I just finished reading Steve Jobs's biography. It was even better than I thought it was going to be. He is definitely someone I wish I had met but it will never happen because he's gone.
I've been thinking a lot about death and legacy. What will I leave behind when I'm gone? What will people have to say about me? Will I accomplish everything I hope to? I'm not trying to change the world, but I do want to change the course of my family's history and help others do the same along the way. However, I find myself unable to get out of my comfort zone to do what I need to do.
I remember reading the following quote from his Stanford Commencement speech the day after his death:
“Your time is limited, so don’t waste it living someone else’s life. Don’t be trapped by dogma — which is living with the results of other people’s thinking. Don’t let the noise of others’ opinions drown out your own inner voice. And most important, have the courage to follow your heart and intuition. They somehow already know what you truly want to become. Everything else is secondary.” [Stanford commencement speech, June 2005]
I still think about this quote every day wondering when I'm going to muster the courage to just say screw it and get it done already. I'm surrounded by people who are too scared to step outside of their comfort zones to do something, anything to make a difference in their lives and the lives of their families. How many generations of their descendants will remember who they were?
I can only know small tidbits of information about my maternal grandmother's father. I loved my maternal grandmother, but there isn't much of anything to really remember her by. She married a man who didn't want a family and with six children, lived in poverty because my grandfather choose to spend his paycheck chasing women.
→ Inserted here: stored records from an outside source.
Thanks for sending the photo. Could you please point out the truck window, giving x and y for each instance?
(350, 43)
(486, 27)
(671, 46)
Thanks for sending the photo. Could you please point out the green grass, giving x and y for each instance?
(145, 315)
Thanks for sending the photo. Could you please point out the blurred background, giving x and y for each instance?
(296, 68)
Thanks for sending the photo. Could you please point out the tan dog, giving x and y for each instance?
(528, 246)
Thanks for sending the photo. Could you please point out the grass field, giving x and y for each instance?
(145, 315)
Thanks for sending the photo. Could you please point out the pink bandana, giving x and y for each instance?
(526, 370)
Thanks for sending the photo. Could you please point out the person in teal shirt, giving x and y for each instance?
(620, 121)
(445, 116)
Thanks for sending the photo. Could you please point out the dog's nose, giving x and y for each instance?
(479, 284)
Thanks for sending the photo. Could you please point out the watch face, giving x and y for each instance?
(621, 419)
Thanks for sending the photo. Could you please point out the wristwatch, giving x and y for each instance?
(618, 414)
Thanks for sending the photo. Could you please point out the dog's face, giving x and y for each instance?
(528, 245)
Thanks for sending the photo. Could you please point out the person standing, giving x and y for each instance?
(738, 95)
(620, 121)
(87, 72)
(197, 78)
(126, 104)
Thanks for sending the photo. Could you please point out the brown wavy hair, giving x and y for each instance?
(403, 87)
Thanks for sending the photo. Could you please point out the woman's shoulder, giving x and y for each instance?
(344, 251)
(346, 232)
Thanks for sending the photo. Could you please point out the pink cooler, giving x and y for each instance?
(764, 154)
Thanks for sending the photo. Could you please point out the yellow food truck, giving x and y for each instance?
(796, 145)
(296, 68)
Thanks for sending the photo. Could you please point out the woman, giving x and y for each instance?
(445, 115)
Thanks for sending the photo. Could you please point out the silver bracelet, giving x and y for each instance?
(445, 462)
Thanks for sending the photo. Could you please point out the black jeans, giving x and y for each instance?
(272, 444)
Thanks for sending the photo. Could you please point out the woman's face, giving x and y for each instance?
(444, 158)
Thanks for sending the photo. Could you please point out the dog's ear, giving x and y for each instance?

I don't want to pass down a legacy of poverty and poor choices. Which leaves me to ask how much of her history will I choose to share with my children, if I have children. I want do much better in life because I don't want to be forgotten, especially by my descendants.
Steve Jobs won't have to worry about that. The whole world will remember him. His children's children's children will know who he was or at lease his accomplishments. Those are some big shoes to fill.
I'm not trying to change the world but I want to make a difference, even if it is on a small scale.